In outdoor air, long term exposure to particulate matter is strongly linked to heart attacks and angina, and this association persists at levels of exposure below the current European limits.

 Long Term Exposure to Air Pollution Linked to Heart Attacks and Angina
In outdoor air, long term exposure to particulate matter is strongly linked to heart attacks and angina, and this association persists at levels of exposure below the current European limits.
This was suggested by research conducted at the Department of Epidemiology in Rome, Italy and published on bmj.com.

The results support lowering of the EU limits for particulate matter air pollution.

Ambient particulate matter air pollution is estimated to cause 3.2 million deaths worldwide per year, but the association between long term exposure to air pollution and incidence of coronary events remains controversial.

In the European Union the current annual limit for particulate matter with a diameter of 2.5 micrometres (μm) or less (known as PM2.5) is 25 µg/m3, which is far above that implemented in the United States (12 µg/m3).
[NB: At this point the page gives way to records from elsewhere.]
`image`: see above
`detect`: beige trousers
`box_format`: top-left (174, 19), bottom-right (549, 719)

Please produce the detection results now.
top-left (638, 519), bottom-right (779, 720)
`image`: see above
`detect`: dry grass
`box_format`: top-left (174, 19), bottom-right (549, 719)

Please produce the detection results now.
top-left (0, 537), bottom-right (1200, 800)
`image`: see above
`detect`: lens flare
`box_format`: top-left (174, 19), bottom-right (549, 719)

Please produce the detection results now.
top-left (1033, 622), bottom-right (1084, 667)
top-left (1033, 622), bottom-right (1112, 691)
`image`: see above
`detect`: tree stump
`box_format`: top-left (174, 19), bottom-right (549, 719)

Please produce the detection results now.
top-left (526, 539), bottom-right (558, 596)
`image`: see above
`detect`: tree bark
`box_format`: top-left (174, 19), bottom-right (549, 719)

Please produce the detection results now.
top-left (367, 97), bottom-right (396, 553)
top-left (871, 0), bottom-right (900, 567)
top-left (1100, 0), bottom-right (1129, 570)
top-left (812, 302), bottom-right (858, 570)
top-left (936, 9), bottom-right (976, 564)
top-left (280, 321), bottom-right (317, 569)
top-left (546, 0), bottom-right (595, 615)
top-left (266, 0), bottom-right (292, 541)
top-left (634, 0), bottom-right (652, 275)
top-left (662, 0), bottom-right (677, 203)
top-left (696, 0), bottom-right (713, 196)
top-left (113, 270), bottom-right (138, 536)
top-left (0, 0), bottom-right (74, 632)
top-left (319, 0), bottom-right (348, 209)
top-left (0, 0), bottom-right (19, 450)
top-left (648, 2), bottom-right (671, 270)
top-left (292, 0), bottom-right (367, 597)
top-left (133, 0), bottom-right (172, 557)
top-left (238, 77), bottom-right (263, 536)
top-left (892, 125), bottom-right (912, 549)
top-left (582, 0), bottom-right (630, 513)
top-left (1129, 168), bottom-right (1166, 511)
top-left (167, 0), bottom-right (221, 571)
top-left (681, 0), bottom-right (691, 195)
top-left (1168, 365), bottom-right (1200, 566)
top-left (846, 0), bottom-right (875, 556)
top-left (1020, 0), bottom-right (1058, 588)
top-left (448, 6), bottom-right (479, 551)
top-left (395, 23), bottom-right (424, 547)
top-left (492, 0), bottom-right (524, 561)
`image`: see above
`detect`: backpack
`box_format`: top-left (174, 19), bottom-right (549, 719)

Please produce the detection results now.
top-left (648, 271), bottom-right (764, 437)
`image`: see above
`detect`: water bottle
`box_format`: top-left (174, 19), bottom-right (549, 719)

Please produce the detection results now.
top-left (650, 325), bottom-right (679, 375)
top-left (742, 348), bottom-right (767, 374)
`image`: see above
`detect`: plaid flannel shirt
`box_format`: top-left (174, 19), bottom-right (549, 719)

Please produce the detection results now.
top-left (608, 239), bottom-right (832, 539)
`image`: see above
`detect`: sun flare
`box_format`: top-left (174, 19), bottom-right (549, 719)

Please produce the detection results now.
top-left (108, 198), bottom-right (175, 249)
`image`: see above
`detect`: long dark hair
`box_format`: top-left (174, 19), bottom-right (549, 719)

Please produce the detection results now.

And a 2013 BMJ study found average PM2.5 concentrations over a five year period in Beijing was more than 10 times the World Health Organization air quality guideline value of 10 µg/m3.

So an international team of researchers, coordinated by the University of Utrecht, the Netherlands, set out to study the effect of long term exposure to airborne pollutants on acute coronary events (heart attack and unstable angina) in 11 cohorts participating in the European Study of Cohorts for Air Pollution Effects (ESCAPE).

The study involved over 100,000 people with no history of heart disease enrolled from 1997 to 2007 and followed for an average of 11.5 years.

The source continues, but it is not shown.